Secondary antibodies labeled with DyLight 488, DyLight 594, and Alexa Fluor were purchased from Jackson ImmunoResearch. Cell nuclei were counterstained with TO-PRO-3 iodide or DAPI (4′,6-diamidino-2-phenylindole; blue) (Molecular Probes). The specificity of each antibody was confirmed by negative staining with the corresponding primary isotype control antibody. Cells were analyzed by using a Leica SP5 confocal laser microscope (Leica Microsystems) or Nikon Eclipse E400 fluorescence microscope (Nikon).

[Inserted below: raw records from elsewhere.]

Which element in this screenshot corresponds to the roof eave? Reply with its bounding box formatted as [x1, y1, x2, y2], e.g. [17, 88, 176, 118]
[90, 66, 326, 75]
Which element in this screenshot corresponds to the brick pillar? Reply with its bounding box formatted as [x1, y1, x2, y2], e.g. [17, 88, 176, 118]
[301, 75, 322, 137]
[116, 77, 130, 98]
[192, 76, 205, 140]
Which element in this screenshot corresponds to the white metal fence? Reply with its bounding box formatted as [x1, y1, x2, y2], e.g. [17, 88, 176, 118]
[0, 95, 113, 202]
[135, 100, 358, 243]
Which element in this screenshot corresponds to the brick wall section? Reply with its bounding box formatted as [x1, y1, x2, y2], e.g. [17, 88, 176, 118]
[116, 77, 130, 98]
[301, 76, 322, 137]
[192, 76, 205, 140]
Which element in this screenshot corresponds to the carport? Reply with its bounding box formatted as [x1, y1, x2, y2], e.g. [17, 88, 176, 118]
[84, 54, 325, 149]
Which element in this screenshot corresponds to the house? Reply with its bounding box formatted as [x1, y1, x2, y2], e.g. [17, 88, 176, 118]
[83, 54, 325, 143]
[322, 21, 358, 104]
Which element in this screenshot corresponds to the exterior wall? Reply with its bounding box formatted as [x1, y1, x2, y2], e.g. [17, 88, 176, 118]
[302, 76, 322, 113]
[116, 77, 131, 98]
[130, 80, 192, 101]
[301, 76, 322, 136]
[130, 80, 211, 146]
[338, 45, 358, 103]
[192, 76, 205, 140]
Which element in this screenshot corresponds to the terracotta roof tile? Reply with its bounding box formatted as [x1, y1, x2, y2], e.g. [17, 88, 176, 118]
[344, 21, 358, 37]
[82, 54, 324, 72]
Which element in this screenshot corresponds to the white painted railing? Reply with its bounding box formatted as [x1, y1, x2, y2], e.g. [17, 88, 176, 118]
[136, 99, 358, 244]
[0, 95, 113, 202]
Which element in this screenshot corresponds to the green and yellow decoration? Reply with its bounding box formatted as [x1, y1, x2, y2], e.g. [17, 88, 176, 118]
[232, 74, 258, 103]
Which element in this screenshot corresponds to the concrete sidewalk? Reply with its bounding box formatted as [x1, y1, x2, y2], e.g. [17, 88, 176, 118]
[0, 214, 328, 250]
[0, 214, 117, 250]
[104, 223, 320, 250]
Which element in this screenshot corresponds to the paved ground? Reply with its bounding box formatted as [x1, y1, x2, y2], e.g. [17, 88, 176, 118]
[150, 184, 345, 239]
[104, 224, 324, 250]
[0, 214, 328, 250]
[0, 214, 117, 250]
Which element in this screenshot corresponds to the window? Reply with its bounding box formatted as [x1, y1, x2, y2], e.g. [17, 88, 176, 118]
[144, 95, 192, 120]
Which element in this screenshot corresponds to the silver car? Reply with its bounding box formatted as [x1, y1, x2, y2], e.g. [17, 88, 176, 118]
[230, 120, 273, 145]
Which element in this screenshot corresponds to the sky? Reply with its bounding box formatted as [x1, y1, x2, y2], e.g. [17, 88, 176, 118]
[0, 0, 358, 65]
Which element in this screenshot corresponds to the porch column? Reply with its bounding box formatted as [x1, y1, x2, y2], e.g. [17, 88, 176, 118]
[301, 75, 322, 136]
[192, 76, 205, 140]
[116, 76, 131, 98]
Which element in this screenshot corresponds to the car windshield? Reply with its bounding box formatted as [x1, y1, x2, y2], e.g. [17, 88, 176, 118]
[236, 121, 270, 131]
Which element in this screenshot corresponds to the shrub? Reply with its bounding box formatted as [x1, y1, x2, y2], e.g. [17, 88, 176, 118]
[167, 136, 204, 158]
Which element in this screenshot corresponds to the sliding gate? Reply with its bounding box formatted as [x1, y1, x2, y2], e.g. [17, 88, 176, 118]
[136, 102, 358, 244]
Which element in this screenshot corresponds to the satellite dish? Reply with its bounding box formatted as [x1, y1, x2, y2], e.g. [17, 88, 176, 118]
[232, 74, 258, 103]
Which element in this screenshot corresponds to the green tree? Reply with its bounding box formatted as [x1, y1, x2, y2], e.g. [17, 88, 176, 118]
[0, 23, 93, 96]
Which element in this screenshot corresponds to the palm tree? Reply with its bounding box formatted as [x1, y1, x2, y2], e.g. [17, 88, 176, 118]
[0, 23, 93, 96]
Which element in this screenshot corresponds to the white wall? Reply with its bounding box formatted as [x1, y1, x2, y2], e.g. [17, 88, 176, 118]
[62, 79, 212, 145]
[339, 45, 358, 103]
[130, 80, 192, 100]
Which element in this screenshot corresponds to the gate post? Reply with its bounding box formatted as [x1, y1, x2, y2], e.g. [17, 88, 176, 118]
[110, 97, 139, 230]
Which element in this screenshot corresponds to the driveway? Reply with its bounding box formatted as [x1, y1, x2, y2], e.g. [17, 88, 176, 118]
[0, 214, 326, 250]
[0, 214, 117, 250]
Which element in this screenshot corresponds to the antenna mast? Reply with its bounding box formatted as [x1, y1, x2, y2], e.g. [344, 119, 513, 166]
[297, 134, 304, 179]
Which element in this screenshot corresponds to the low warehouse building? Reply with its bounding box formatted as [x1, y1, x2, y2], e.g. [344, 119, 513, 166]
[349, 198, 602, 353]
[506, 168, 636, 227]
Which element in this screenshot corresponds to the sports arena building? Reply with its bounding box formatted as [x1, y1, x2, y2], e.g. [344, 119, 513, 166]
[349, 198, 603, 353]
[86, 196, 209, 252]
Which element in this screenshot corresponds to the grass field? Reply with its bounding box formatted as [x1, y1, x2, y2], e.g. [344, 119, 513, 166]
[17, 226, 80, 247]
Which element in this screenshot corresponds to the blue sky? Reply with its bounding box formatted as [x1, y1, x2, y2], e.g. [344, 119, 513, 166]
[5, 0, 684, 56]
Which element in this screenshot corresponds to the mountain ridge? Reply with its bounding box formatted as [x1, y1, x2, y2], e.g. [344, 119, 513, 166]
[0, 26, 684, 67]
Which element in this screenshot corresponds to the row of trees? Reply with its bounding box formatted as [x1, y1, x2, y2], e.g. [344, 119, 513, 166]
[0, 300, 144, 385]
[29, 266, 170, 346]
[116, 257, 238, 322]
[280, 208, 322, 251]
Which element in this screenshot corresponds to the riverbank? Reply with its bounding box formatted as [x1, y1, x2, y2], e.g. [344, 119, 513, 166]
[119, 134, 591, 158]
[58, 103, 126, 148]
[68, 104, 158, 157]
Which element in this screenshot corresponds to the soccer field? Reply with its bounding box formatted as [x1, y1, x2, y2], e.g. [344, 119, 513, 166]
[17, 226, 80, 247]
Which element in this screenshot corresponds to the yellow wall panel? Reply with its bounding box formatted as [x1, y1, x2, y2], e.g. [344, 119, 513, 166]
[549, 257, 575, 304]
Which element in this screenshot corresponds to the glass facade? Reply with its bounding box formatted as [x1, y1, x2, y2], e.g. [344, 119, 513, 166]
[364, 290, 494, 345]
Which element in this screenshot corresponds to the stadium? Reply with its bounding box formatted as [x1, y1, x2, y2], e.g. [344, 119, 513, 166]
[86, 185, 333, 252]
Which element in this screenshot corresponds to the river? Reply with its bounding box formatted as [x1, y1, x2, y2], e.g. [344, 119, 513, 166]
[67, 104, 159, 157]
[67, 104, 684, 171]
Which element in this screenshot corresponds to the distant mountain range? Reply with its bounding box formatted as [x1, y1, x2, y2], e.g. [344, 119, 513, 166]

For quantitative evaluation of HIV p24- and HCMV gB-expressing immune cells, sections were coimmunostained for viral proteins with immune cell markers (CD68 for macrophages, CD1c for DC, and CD4 for lymphocytes), and immune cells expressing HIV-1 proteins were counted in the epithelium and lamina propria. Cells were counted in 10 randomly selected microscopic fields (×200) per section in at least three sections for each explant. Results are presented as the average number of positive cells per square millimeter. All cell counts were performed in a blind fashion by two investigators (I.S. and R.H.).

Western blot assay.

Cells were extracted with 1% Triton X-100 buffer (150 mM NaCl, 10 mM Tris/HCl, pH 8.0) and a cocktail of protease inhibitors (Roche). Tissue explants were homogenized by using motor-driven grinders connected with disposable pellet pestles (Kimble Kontes pellet pestle cordless motor) and then extracted with 1% Triton X-100 buffer. Proteins were separated on an SDS-polyacrylamide gel with a 4-to-20% gradient. HCMV gB and IE1/2 were detected by using mouse monoclonal antibodies (provided by Lenore Pereira, University of California—San Francisco). For detection of gB, we used a pool of CH28, CH45, CH86, CH386, and CH44. HCMV IE1/2 was detected by CH160. An equal protein load was confirmed by the use of anti-β-actin mouse monoclonal antibody (MAb) (Ambion). MAPK activity was measured by detection of phosphorylated and total ERK1/2 protein using anti-phospho-p42/44 MAPK (Erk1/2) (Cell Signaling Technology) and total p42/44 MAPK (Erk1/2) antibodies (Cell Signaling Technology). To determine NF-κB activity, we used anti-phospho-IκBα (Ser32) (14D4) (Cell Signaling Technology), total anti-IκBα (44D4) rabbit MAb (Cell Signaling Technology), anti-phospho-NF-κB p65 (Se536) (93H1) rabbit MAb (Cell Signaling Technology), and anti-NF-κB p65 (C22B4) rabbit MAb (Cell Signaling Technology).

Statistical analysis.

Statistical comparisons were made by a two-tailed Student's t test. A P value of <0.05 was considered significant. Results are expressed as means and standard deviations (SD).